FRANKFURT (dpa-AFX) - Die Ausverkaufswelle am deutschen Aktienmarkt wegen der rabiaten US-Zollpolitik hat sich am Montag fortgesetzt. Zum Handelsauftakt stürzte der Leitindex Dax DE0008469008 um rund 10 Prozent ab. Bis zum Mittag konnte er sich mit einem Minus von 4,80 Prozent auf 19.651,66 Punkte etwas berappeln. Dennoch droht der dritte herbe Verlusttag in Folge. Zudem rutschte der Dax erstmals seit August unter die für den langfristigen Trend wichtige 200-Tage-Durchschnittslinie. Die deutlichen Kursgewinne seit Jahresbeginn sind Geschichte.
Für den MDax DE0008467416 der mittelgroßen Unternehmen ging es am Montag um weitere 4,44 Prozent auf 24.281,05 Punkte nach unten. Der Eurozonen-Leitindex EuroStoxx 50 EU0009658145, der schon am Freitag sein Jahresplus eingebüßt hatte, verlor 5,1 Prozent. Weltweit setzt sich die Talfahrt an den Börsen fort: In Asien sackten die wichtigsten Indizes deutlich ab, und auch in New York stehen die Zeichen auf weitere Verluste.
Laut Analyst Christian Henke vom Broker IG ist spätestens mit der schnellen Reaktion Chinas auf die neuen US-Zölle "der Startschuss für den nächsten Handelskrieg gefallen". Die chinesischen Zölle für US-Importe sollen am 10. April in Kraft treten. Zur Monatsmitte könnten zudem EU-Zölle für amerikanische Produkte wirksam werden. In Luxemburg beraten die Handelsminister der EU-Staaten an diesem Montag über die Frage, mit welcher Strategie US-Präsident Donald Trump zum Einlenken bewegt werden könnte.

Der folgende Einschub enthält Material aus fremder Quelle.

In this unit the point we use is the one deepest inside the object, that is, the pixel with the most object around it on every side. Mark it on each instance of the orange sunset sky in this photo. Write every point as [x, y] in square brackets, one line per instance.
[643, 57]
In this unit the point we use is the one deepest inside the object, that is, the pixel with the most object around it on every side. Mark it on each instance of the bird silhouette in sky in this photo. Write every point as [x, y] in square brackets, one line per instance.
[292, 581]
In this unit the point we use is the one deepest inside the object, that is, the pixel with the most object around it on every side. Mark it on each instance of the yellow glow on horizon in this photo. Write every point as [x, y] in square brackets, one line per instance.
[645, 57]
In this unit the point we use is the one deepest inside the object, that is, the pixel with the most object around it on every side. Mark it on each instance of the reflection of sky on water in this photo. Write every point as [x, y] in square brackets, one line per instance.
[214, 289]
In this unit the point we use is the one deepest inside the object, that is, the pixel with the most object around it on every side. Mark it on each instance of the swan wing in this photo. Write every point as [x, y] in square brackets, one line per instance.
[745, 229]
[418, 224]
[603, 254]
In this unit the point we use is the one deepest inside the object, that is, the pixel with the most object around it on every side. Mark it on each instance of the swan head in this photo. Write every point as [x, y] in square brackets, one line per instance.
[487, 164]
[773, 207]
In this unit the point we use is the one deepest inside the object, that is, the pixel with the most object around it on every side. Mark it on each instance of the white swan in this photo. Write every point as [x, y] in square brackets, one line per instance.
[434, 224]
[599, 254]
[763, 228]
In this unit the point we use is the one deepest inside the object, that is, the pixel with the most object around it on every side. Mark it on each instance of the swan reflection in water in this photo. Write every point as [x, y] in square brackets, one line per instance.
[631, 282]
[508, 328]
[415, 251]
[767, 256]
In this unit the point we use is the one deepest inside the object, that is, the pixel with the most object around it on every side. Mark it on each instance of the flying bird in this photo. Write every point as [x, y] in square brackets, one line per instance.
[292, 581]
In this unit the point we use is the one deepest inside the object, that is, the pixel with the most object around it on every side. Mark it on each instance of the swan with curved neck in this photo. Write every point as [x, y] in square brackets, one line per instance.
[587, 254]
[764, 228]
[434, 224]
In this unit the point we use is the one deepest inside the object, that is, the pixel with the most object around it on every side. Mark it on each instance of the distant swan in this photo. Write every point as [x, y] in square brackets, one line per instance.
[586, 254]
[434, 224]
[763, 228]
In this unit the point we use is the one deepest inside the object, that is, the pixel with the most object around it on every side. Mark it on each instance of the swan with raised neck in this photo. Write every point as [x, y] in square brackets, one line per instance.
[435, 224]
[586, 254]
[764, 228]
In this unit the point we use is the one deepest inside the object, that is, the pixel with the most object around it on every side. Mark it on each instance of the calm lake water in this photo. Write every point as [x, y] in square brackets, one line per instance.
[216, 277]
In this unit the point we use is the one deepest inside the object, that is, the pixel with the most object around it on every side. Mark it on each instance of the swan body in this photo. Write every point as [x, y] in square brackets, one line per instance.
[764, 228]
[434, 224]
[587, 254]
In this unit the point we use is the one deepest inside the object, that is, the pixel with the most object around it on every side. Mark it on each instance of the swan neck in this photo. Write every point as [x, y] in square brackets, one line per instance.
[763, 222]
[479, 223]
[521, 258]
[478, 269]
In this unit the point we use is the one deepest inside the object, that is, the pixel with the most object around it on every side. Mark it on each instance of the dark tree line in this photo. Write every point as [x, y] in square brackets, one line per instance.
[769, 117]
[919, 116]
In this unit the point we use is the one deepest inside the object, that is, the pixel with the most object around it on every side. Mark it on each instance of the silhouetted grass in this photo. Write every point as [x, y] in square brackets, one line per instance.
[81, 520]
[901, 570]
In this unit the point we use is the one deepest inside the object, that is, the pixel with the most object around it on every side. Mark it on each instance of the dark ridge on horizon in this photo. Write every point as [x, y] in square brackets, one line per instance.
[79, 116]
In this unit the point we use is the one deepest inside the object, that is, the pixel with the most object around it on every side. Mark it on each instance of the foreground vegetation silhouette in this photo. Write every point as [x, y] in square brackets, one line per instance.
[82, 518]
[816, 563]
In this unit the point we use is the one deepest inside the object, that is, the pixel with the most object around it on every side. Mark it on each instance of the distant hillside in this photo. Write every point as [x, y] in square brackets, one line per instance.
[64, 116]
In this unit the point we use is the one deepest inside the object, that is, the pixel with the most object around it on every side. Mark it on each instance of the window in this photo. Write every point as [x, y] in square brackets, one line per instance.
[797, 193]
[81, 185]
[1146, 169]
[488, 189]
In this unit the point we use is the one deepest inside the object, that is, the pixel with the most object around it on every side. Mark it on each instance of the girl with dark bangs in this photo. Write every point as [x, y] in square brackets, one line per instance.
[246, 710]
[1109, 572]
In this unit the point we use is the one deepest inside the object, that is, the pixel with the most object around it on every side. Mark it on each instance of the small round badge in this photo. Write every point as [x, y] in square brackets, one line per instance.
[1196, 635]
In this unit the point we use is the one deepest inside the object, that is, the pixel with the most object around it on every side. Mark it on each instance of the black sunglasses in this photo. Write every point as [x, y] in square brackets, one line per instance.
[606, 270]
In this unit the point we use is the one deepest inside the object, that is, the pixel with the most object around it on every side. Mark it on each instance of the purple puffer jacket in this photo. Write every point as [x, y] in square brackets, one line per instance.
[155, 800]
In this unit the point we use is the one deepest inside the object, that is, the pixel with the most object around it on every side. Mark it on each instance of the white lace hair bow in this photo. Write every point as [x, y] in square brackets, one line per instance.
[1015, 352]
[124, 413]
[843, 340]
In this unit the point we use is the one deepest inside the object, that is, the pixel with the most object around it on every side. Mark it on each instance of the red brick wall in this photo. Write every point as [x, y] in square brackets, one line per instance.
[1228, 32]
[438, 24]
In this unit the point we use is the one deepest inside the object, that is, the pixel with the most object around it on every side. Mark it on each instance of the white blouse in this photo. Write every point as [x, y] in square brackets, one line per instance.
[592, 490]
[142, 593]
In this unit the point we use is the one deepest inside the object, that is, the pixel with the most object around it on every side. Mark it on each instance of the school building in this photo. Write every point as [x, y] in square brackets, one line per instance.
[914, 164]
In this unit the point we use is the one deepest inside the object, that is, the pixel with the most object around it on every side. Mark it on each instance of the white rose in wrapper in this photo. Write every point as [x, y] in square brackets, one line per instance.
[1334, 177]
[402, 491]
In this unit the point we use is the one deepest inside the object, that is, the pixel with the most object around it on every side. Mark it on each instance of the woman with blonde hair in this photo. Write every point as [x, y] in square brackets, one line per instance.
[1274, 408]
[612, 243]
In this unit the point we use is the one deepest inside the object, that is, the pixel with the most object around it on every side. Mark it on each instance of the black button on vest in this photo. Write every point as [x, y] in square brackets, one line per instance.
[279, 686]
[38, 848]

Für Jürgen Molnar, Kapitalmarktstratege beim Broker RoboMarkets, ist "die Stimmung an der Börse so negativ wie lange nicht. Keiner will in das fallende Messer greifen und von der nächsten Gegenzoll-Maßnahme eventuell aus Europa erwischt werden." Für Finanzmarktexperte Andreas Lipkow liegen am Markt "die Nerven aktuell blank. Die konjunkturellen Spätfolgen der neuen US-Strafzollpolitik lassen sich derzeit kaum abschätzen". Zudem seien den Notenbanken "durch die potenziellen Inflationserscheinungen die Hände gebunden".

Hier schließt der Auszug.